0
0
Fork 0
mirror of https://github.com/matrix-construct/construct synced 2024-11-04 21:08:57 +01:00
construct/include/ircd/m/dbs/README.md
2019-08-20 21:23:18 -07:00

2.6 KiB

Database Schema

This system provides local storage for all events and related metadata using the events database. The database is divided into several columns.

Writing to the database must only occur through the single write() call, which operates using transactions. In fact, write() itself only builds transactions and does not actually modify the database until the user commits the transaction.

Reading from the database can occur more directly by referencing the columns and using the ircd::db API's.

Note for casual developers: This is low-level API. It is highly likely what
you are looking for has a real interface somewhere in ircd::m.

Column Overview

There are two categories of columns: Direct event data, and indirect metadata.
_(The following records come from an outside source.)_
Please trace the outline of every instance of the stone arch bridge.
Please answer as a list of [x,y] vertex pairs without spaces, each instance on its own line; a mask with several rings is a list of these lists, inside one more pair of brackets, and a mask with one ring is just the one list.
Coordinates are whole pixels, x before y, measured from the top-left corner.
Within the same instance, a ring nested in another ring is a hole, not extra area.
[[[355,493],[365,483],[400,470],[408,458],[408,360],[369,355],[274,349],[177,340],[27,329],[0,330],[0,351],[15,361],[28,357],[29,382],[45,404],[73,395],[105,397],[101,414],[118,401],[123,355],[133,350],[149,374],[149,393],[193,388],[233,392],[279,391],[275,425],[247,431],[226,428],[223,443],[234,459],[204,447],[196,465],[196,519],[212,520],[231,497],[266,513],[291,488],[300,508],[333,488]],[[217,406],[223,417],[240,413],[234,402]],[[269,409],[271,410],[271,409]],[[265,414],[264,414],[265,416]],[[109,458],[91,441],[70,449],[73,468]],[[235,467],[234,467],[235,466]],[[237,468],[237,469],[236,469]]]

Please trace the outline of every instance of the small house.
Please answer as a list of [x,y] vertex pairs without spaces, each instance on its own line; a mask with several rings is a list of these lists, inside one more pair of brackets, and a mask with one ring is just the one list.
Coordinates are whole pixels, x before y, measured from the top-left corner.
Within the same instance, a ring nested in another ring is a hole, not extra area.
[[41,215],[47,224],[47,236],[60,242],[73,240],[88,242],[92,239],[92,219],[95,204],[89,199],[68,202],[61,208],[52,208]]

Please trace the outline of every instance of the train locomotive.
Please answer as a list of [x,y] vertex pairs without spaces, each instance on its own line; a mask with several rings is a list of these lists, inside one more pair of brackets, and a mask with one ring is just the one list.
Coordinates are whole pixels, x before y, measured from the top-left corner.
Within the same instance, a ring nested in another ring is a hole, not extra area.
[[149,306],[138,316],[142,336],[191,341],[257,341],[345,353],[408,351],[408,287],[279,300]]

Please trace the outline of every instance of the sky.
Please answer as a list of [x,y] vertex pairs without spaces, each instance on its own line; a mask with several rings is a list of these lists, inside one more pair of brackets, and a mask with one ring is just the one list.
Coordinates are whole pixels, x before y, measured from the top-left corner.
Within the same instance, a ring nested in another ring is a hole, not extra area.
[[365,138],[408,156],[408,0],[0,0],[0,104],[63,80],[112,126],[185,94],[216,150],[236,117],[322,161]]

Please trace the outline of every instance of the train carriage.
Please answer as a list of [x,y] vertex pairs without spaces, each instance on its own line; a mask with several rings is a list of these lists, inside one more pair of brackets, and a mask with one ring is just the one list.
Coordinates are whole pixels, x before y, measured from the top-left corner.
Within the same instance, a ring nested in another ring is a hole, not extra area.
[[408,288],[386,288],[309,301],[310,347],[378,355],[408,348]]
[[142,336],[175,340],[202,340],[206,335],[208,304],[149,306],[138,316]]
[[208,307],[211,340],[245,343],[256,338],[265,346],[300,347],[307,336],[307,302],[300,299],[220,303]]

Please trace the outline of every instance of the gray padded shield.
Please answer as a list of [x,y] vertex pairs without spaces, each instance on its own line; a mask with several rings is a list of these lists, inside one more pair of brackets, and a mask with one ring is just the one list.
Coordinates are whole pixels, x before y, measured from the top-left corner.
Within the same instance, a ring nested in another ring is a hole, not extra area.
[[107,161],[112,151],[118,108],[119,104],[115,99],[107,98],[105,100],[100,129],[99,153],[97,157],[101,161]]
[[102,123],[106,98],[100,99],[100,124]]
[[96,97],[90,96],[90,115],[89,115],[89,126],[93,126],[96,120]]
The only data stored by the server is in the form of matrix events in rooms. No arbitrary application data is stored in the database. For example, there is no "accounts column" storing some user account information; instead this would be implemented as some matrix event with the type like ircd.account and the content containing our arbitrary data.

The only metadata stored in addition to the original event data optimizes and enhances the original event data. Again, no arbitrary application data is stored here. Everything stored here helps to facilitate the service of events inside rooms, for any reasonable purpose, which we then build the application layer on top of.

Direct columns

Direct data consists of original event JSON in addition to several direct property columns. The fundamental event JSON is stored in _event_json. Select properties from the original JSON are also stored in tuned columns (see: event_column.h).

The event_column(s) all store duplicate data from the original _event_json but limited to a single specific property. The index key is an event_idx (just like _event_json). These columns are useful for various optimizations at the cost of the additional space consumed.

When conducting a point lookup of an event property with m::get() or with keys masked in m::event::fetch::opts, these columns handle the query iff all desired properties can be satisfied from these columns; otherwise if a property is sought which does not have an active corresponding column here the _event_json is used transparently to satisfy the query.

Cache and storage details here can be tuned specific to each property. This makes reading faster and cache footprints more compact, holding much larger datasets without eviction; in addition to not disrupting the widely shared _event_json cache during a simple iteration of one property for all events on the server, etc.